Architectural Observability Collapse in Transformers
arXiv:2604.24801v2 Announce Type: replace
Abstract: Activation monitoring can catch confident errors in autoregressive transformers only if training preserved an internal decision-quality signal that output confidence does not expose. Monitorability is an architectural property before it is a monitor-design problem. We define observability: the linear readability of per-token decision quality from frozen mid-layer activations after controlling for max-softmax confidence and activation norm. Confidence controls absorb on average 60.3% of raw probe signal across 14 models in 6 families.
Observability is not a generic property of transformers. In Pythia's controlled suite, all three tested runs at the 24-layer, 16-head configuration collapse to rho_partial ~0.10 across a 3.5x parameter gap and two Pile variants, while six other configurations occupy a separated healthy band from 0.21 to 0.38. The output-controlled residual r_OC collapses at the same points; neither nonlinear probes nor layer sweeps recover healthy-range signal. Checkpoint dynamics localize the cause: both matched-width configurations form the signal at the earliest measured checkpoint, and training erases it in the 1.4B even as it reaches lower final loss than the 1B.

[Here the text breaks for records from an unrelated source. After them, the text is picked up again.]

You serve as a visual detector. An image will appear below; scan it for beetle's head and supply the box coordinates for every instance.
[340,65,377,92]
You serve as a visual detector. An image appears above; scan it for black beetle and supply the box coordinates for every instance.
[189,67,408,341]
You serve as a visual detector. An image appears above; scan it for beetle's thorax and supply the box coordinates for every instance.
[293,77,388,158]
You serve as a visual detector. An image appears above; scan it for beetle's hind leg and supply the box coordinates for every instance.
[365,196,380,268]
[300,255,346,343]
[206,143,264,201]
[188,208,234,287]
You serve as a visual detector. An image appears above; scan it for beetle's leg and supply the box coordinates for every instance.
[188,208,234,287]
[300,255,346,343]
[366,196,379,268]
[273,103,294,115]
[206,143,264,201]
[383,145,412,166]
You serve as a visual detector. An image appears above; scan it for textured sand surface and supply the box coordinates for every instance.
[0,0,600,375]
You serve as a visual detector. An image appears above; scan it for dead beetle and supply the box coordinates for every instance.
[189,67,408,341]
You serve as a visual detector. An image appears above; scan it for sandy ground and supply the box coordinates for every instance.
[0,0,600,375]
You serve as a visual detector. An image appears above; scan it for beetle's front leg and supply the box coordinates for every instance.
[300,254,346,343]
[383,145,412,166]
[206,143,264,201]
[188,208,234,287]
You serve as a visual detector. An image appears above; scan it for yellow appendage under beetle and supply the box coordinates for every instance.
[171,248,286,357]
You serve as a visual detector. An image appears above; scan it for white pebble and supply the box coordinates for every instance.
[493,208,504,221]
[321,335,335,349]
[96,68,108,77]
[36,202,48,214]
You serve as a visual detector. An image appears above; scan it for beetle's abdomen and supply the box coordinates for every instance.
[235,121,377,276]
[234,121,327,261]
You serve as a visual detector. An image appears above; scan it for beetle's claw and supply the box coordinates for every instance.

Across independent recipes the collapse map changes but the phenomenon persists. Qwen 2.5 and Llama differ by 2.9x at matched 3B scale, with probe-seed distributions that do not overlap. Mistral 7B v0.3 preserves observability where Llama 3.1 8B collapses at identical 32-layer, 32-head, 4096-hidden shape. Within Qwen 2.5, observability persists from 0.5B through 32B. A WikiText-trained observer transfers to downstream QA without task-specific training: at 20% flag rate, exclusive catch reaches 10.9-13.4% in seven of nine model-task cells, near the 12-15% language-modeling ceiling. Architecture selection is a monitoring decision.